The leaves have begun to fall, dusting Saratoga Race Course in swatches of red, orange and yellow. Off the track, under an awning, Charles and Marcela Howard chat about racehorses’ spirit and courage. Across Union Avenue at the Oklahoma Training Track stables, jockey Red Pollard is hot walking a racehorse. This isn’t some equine daydream; I’m watching Seabiscuit, the 2003 movie filmed partly in Saratoga Springs, which is based on Laura Hillenbrand’s nonfiction account of the rise to fame of Seabiscuit, the champion racehorse who rocketed to celebrity status during The Great Depression after beating the 1937 Triple Crown winner, War Admiral.
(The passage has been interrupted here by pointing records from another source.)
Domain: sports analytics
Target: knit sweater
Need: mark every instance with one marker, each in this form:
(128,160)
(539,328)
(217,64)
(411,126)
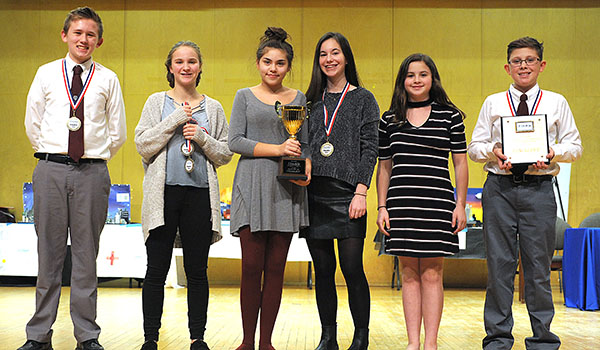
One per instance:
(151,137)
(353,136)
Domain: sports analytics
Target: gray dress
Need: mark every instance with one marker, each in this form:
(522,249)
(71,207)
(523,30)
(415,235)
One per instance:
(258,198)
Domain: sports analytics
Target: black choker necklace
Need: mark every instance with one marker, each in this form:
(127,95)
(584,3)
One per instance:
(426,103)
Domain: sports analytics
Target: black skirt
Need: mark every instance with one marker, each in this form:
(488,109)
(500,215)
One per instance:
(328,204)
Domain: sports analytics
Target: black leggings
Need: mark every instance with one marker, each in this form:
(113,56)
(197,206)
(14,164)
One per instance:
(186,208)
(323,255)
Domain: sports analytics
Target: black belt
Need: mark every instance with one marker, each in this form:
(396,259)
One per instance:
(64,159)
(524,178)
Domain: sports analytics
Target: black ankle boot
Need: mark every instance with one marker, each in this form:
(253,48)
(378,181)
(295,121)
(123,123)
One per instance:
(328,338)
(360,340)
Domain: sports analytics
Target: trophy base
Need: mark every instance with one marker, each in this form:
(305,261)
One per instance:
(292,168)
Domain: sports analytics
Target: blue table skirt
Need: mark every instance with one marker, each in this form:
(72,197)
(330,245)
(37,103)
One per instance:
(581,268)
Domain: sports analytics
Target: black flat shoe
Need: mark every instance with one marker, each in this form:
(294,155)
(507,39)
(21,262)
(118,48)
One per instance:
(91,344)
(34,345)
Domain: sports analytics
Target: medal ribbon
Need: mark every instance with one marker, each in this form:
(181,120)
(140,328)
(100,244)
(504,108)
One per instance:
(75,104)
(536,103)
(328,128)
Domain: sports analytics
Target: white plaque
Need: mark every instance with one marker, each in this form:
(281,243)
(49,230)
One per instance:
(525,139)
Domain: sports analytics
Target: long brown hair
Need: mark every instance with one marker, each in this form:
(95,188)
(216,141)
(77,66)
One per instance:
(400,96)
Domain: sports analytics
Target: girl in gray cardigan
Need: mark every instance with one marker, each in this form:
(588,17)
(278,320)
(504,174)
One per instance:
(182,138)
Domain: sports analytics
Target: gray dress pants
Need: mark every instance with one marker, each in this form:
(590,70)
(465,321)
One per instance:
(518,217)
(68,198)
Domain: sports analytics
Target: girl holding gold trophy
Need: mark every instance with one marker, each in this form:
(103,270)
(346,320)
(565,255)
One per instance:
(265,210)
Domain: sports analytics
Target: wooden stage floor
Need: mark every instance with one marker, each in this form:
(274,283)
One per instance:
(297,327)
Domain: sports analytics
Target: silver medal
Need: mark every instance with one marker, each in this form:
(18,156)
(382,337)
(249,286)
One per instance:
(326,149)
(189,165)
(73,123)
(187,150)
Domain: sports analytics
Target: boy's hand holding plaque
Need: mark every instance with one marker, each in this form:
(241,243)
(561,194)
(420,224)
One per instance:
(525,139)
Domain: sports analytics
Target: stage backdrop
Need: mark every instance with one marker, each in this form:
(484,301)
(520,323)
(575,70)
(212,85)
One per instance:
(467,39)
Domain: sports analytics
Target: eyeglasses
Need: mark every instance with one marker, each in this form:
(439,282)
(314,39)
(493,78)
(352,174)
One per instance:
(530,61)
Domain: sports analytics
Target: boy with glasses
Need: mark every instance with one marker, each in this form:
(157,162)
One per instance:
(518,201)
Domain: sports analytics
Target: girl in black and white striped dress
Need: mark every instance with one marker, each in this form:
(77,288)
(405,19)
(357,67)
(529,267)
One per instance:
(417,209)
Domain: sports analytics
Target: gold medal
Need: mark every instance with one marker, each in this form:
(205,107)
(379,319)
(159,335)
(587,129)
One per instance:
(73,123)
(326,149)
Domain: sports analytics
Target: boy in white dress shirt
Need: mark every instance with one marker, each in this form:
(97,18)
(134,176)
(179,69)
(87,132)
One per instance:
(518,201)
(75,121)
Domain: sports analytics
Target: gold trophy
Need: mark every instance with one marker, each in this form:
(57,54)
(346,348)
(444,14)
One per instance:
(292,117)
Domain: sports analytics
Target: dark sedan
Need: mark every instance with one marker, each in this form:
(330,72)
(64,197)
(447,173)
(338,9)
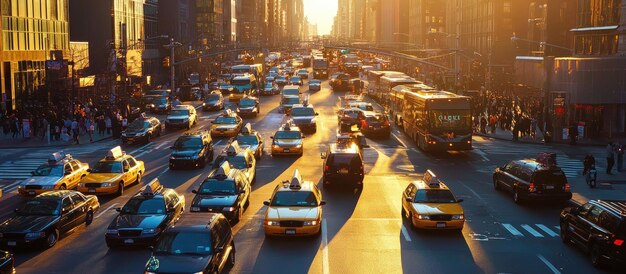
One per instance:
(144,217)
(43,219)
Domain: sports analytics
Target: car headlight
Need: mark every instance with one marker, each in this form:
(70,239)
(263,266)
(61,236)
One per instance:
(152,230)
(273,223)
(34,235)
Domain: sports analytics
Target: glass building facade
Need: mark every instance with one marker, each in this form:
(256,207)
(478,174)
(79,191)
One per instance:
(30,30)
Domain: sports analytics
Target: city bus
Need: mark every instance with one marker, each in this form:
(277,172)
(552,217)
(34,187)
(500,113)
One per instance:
(438,120)
(396,98)
(388,82)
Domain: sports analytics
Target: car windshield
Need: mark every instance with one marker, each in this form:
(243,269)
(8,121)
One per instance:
(39,206)
(434,196)
(288,135)
(140,205)
(226,120)
(179,112)
(107,167)
(184,243)
(294,198)
(249,140)
(302,112)
(291,100)
(139,124)
(49,170)
(184,143)
(247,103)
(212,186)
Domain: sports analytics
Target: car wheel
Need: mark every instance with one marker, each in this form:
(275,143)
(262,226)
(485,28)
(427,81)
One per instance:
(52,238)
(89,217)
(596,256)
(120,189)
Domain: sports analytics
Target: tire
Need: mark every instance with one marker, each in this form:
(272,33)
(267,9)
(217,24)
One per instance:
(120,189)
(595,254)
(89,217)
(52,238)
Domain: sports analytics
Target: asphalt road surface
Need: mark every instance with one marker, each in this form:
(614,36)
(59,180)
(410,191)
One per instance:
(363,232)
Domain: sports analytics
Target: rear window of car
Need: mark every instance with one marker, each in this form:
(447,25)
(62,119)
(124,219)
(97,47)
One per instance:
(550,176)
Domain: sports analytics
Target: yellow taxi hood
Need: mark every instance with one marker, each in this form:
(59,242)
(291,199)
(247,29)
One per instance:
(285,213)
(101,178)
(441,208)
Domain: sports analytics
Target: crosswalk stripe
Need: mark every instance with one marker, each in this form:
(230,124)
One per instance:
(513,230)
(532,231)
(547,230)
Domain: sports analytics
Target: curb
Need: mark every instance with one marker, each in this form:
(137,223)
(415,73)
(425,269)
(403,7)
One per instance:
(59,145)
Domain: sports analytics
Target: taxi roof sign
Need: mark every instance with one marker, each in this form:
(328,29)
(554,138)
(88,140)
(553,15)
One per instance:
(431,179)
(247,129)
(296,180)
(115,153)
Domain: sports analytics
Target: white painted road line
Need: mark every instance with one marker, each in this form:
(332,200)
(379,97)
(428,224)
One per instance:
(398,138)
(102,212)
(548,264)
(513,230)
(532,231)
(405,233)
(547,230)
(325,268)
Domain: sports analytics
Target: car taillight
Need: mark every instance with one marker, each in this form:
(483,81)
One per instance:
(531,187)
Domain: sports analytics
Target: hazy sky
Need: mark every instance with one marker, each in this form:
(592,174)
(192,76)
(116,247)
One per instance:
(322,13)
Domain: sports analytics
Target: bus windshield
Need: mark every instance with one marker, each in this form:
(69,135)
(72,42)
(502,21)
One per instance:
(450,119)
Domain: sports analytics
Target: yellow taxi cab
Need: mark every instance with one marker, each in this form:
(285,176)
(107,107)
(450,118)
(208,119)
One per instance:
(295,209)
(61,171)
(429,204)
(228,124)
(111,174)
(288,140)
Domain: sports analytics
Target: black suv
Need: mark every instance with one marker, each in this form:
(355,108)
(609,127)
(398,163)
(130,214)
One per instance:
(343,163)
(532,180)
(599,227)
(194,246)
(145,216)
(192,149)
(226,190)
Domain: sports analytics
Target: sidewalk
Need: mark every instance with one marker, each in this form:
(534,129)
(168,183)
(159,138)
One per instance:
(508,136)
(6,141)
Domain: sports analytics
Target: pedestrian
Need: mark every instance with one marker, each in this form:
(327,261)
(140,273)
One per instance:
(610,158)
(619,150)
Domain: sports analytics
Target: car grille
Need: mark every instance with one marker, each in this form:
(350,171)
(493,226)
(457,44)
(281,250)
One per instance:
(291,223)
(129,232)
(441,217)
(13,236)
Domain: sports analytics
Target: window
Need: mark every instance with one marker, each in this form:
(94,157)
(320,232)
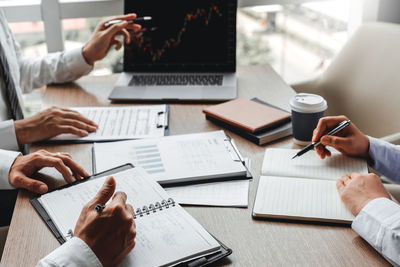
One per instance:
(298,40)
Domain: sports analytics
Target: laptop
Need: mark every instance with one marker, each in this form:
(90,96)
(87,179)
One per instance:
(186,52)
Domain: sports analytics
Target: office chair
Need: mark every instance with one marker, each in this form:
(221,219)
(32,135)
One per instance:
(363,81)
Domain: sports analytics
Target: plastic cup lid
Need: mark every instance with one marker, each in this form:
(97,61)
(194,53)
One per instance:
(308,103)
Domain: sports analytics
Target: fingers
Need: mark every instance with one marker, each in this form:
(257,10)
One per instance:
(336,141)
(80,125)
(22,181)
(76,169)
(340,185)
(325,124)
(117,43)
(105,192)
(75,115)
(46,160)
(114,29)
(119,198)
(72,130)
(130,16)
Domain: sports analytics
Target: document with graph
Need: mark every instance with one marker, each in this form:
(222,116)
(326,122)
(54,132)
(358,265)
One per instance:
(303,188)
(121,123)
(209,156)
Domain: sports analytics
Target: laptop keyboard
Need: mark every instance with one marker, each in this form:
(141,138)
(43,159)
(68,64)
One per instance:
(215,80)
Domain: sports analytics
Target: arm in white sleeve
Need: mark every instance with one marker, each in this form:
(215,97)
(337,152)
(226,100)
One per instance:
(386,158)
(7,159)
(379,224)
(8,139)
(75,252)
(57,67)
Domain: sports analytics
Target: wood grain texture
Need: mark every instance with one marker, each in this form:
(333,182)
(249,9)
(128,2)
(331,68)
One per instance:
(254,242)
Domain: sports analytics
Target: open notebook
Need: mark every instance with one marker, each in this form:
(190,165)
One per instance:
(166,233)
(210,156)
(303,188)
(120,123)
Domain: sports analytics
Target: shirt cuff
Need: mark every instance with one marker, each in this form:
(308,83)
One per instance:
(378,213)
(75,252)
(7,160)
(76,62)
(8,136)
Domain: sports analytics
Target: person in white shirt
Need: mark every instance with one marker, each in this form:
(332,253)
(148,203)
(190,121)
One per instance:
(91,245)
(28,74)
(377,216)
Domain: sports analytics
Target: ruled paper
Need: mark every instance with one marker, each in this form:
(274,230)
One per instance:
(298,198)
(279,162)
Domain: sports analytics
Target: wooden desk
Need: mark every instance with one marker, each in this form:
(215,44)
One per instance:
(254,243)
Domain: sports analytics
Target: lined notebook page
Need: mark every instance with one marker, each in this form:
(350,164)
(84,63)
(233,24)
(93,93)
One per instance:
(227,193)
(279,162)
(297,198)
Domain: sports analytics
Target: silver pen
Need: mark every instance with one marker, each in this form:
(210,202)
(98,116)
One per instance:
(116,21)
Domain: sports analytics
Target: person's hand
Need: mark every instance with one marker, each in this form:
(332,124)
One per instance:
(24,166)
(110,234)
(105,37)
(350,141)
(50,123)
(356,190)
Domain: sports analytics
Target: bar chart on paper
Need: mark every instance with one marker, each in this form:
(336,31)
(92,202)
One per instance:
(148,157)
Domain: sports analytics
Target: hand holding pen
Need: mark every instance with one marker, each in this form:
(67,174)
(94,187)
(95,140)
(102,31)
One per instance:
(349,141)
(316,143)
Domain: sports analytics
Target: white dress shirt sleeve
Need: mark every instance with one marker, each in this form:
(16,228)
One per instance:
(8,139)
(57,67)
(386,158)
(379,224)
(75,252)
(7,160)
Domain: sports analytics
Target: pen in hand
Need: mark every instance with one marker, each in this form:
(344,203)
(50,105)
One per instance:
(115,21)
(337,129)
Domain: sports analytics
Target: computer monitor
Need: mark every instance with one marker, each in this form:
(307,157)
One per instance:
(183,36)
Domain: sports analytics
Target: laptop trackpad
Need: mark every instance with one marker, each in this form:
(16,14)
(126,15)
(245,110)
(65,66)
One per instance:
(170,92)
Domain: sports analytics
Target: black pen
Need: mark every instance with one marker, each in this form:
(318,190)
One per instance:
(115,21)
(338,128)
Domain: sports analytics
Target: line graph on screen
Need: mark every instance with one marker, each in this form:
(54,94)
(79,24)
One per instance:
(145,45)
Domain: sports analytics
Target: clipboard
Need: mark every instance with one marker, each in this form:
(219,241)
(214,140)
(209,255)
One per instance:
(223,252)
(162,122)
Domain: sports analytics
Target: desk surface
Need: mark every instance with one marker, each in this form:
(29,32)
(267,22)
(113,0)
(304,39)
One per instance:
(254,242)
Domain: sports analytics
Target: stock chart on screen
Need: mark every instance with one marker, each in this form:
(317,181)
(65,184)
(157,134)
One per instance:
(191,35)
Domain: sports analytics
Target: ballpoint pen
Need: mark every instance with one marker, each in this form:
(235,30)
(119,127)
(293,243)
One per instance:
(115,21)
(338,128)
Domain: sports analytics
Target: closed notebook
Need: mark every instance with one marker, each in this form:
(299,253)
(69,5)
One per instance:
(248,115)
(303,188)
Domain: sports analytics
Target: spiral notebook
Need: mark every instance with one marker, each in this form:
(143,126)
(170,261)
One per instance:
(166,233)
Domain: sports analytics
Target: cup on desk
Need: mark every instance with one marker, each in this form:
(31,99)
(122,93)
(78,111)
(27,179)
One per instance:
(307,109)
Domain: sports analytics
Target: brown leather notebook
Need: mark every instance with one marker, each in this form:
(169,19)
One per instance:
(247,115)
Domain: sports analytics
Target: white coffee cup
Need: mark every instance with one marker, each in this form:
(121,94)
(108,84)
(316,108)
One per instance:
(307,109)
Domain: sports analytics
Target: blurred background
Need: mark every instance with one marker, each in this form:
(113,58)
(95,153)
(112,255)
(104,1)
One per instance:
(297,38)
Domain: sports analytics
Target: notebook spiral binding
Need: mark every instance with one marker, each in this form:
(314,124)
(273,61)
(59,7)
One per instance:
(152,208)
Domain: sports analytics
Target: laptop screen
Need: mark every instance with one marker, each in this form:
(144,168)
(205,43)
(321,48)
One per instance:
(183,35)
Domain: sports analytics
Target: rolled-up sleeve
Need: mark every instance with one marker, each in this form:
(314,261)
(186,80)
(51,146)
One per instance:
(385,158)
(379,224)
(8,139)
(57,67)
(75,252)
(7,160)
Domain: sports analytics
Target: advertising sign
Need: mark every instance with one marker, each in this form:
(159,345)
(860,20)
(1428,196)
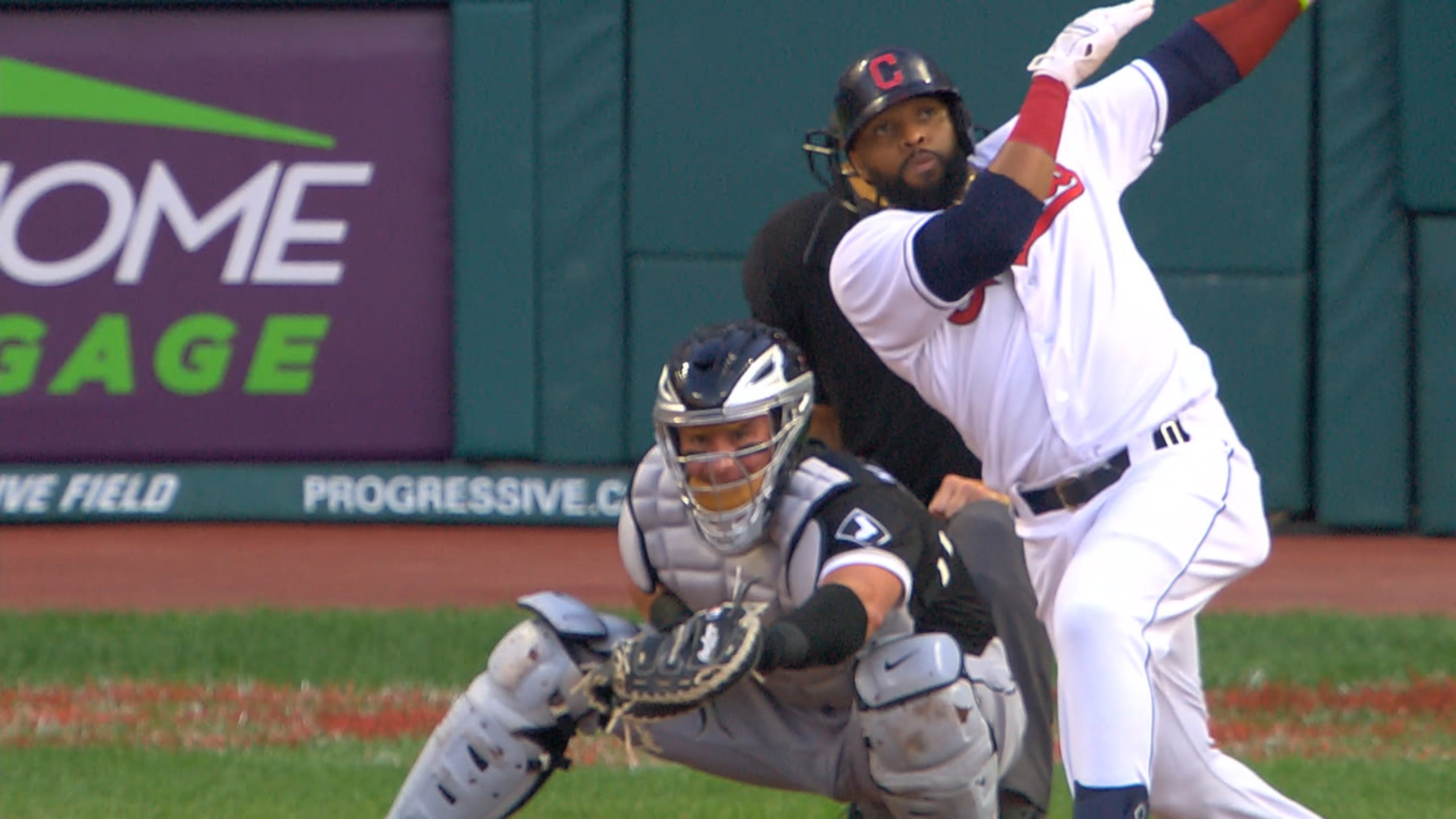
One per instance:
(356,493)
(225,235)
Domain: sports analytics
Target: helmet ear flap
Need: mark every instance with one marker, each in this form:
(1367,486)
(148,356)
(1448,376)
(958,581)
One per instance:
(826,158)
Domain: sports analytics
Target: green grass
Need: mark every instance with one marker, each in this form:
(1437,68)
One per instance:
(446,647)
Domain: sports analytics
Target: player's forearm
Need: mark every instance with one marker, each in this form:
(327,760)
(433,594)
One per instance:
(1213,52)
(979,238)
(985,232)
(826,630)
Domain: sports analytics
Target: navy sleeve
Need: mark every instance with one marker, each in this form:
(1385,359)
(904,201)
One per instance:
(977,238)
(1194,67)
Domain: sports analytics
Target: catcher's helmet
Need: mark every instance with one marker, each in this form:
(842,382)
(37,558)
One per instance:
(873,83)
(721,375)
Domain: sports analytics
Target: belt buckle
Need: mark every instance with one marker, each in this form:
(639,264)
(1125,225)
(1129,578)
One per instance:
(1065,491)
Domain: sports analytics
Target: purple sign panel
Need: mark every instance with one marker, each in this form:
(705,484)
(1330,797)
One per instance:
(225,235)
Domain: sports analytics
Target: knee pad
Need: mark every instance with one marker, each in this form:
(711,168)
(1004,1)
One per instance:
(931,751)
(509,732)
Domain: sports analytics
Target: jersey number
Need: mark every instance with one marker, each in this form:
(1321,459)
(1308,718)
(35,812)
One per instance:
(1066,187)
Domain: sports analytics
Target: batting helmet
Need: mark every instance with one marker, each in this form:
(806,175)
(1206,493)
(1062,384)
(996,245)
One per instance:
(886,78)
(873,83)
(721,375)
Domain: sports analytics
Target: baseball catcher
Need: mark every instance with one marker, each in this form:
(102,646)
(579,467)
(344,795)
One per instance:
(809,624)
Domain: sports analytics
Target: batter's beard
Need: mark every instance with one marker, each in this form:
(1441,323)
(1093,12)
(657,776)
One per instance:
(897,193)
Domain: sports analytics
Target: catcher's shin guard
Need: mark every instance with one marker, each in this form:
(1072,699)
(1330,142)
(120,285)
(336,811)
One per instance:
(509,732)
(931,719)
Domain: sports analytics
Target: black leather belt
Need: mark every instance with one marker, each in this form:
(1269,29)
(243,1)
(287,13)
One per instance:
(1078,490)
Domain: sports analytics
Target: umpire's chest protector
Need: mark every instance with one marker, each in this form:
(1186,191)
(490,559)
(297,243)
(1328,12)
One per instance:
(784,566)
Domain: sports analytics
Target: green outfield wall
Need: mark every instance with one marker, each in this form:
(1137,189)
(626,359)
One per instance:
(608,164)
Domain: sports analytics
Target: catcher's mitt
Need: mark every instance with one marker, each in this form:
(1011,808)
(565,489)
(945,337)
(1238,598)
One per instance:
(662,675)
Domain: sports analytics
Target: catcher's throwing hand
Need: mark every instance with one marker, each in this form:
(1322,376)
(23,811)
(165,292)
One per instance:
(663,675)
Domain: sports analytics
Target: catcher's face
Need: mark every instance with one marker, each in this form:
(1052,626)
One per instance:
(726,463)
(912,140)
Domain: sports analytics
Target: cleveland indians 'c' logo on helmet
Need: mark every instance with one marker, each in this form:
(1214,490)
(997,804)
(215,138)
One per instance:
(886,71)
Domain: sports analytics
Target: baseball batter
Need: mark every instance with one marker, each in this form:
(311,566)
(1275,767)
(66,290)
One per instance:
(1024,312)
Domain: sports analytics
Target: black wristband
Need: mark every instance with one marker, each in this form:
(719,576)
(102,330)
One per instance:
(826,630)
(667,611)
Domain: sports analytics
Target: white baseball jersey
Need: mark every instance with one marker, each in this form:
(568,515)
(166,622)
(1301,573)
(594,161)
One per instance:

Given the crucial role Saratoga played in Seabiscuit’s story—he was purchased for $8000 after a pair of wins at the Spa—it made sense that the film’s producers chose our historic racetrack as one of its filming locations. Film crews descended on Saratoga in the fall of 2002, shooting at prominent Spa City landmarks such as the Canfield Casino, Oklahoma Training Track and, of course, Saratoga Race Course. “When they’ve been restored or expanded, the structures and the buildings have been done with historical integrity,” then-Executive Vice President of the Saratoga County Chamber of Commerce Linda Toohey told the Associated Press of the Saratoga filming locations. “So short of taking some television monitors out, there was very little film crews had to do to make the city look historic.” Toohey, in her dual role as Saratoga County Film Commissioner, helped scout locations in the city for filming, traversing the area with camera in hand, snapping thousands of photos of the city’s scenery and architecture.

Michael Blowen, founder of Old Friends Farm, a Thoroughbred aftercare organization that has a location just outside of Saratoga in Greenfield Center, also played a part in the making of Seabiscuit. He made a small cameo, as a loser at the racetrack, and a horse from his farm was one of eight who portrayed Seabiscuit himself. Blowen describes his time as an actor as “cold and boring,” though he says, “I would’ve done it a million times over.”

I think I can safely say that Saratoga would’ve hosted the Seabiscuit film crew a million times over, too.